Just came back from Phuket and visited Full Moon Brew Works in Patong if you are around that way. Not too bad a feed and the beers are OK.


----------



## wobblythongs (21/8/11)

hey I played the game before and I know about soi suxs and that ain't speaking Kiwi for soi 6.

It's a honest but cunning plan to get a couple of crowns done without bull craping then spend time following the coast into Cambodia to take a look then if I have time to see mates in Siagon and hopefully others in BKK. 

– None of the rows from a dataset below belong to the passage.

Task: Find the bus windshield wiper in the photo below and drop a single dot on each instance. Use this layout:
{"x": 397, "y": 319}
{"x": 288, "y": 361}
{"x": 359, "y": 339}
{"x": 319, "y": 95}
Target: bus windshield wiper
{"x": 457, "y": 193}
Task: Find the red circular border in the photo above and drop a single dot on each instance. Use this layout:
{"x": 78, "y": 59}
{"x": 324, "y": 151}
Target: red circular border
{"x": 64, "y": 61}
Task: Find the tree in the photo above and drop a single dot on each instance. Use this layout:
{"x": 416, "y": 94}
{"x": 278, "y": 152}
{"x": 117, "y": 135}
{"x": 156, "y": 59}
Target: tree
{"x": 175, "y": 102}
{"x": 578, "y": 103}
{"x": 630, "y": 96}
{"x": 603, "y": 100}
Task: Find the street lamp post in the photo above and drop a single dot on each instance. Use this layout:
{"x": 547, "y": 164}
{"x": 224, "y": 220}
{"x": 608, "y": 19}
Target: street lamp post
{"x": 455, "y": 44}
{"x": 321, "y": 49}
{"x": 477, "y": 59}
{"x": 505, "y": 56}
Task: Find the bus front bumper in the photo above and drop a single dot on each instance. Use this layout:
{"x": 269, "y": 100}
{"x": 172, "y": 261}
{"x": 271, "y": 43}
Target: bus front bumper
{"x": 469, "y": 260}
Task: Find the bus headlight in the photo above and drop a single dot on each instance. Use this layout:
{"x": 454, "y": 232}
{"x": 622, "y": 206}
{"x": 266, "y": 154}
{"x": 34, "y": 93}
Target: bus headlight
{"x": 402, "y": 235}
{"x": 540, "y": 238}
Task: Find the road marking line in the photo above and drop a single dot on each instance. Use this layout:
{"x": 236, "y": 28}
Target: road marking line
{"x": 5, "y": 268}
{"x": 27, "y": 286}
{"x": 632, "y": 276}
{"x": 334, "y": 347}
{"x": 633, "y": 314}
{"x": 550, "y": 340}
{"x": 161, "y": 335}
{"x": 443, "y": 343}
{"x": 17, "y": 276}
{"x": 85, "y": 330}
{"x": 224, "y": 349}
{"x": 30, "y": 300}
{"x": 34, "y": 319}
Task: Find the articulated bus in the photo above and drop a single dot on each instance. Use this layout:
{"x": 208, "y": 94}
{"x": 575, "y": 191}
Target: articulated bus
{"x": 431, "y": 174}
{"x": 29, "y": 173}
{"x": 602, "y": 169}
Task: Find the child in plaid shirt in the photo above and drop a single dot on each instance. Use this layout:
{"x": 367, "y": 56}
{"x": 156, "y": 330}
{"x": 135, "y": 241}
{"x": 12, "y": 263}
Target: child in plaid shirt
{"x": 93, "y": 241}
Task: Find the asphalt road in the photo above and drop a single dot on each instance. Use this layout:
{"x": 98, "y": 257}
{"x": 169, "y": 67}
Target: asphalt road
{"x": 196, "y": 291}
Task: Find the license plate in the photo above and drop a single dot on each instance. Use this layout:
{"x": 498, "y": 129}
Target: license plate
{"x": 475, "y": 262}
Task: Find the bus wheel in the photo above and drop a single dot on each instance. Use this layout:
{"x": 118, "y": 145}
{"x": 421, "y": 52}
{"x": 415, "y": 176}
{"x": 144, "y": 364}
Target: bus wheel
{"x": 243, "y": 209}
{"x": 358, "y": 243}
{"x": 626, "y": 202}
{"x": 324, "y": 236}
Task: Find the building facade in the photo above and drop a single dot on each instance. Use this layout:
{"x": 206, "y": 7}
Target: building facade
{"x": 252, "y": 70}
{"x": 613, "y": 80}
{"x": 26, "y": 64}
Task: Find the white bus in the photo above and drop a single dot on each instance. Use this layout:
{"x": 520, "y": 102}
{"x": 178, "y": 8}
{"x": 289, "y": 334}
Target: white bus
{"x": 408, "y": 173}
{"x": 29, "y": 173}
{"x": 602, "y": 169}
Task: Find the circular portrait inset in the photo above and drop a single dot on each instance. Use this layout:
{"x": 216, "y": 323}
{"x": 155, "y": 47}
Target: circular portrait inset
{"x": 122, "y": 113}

The girls are full on in Pattaya and the best way is to be a visitor and move on ASAP I would rather spend 2 weeks somewhere else but I have been recommended to go here.

It's going to be a tough fortnight.


----------



## chug!chug! (21/8/11)

Hopf has a good setup some bling on display. German brewer you can watch brew if you are there at the right time. Beers are fair, food is good pork knuckle etc.

There is a new one setup I have not been to has mixed reviews http://www.pattayapeople.com/default.asp?F...IdArticle=27033


----------



## seemax (22/8/11)

The Hopf was pretty ordinary both beer and food ... the best thing was not being hassled !!!

Not much else in the local area serving real beer .... plenty of ping pong action though.

Few of my colleagues have had dental work done and are pretty happy. Tailor made suits pretty good too.
The region is now becoming popular for gender selection IVF.... cheap vasectomy's too


----------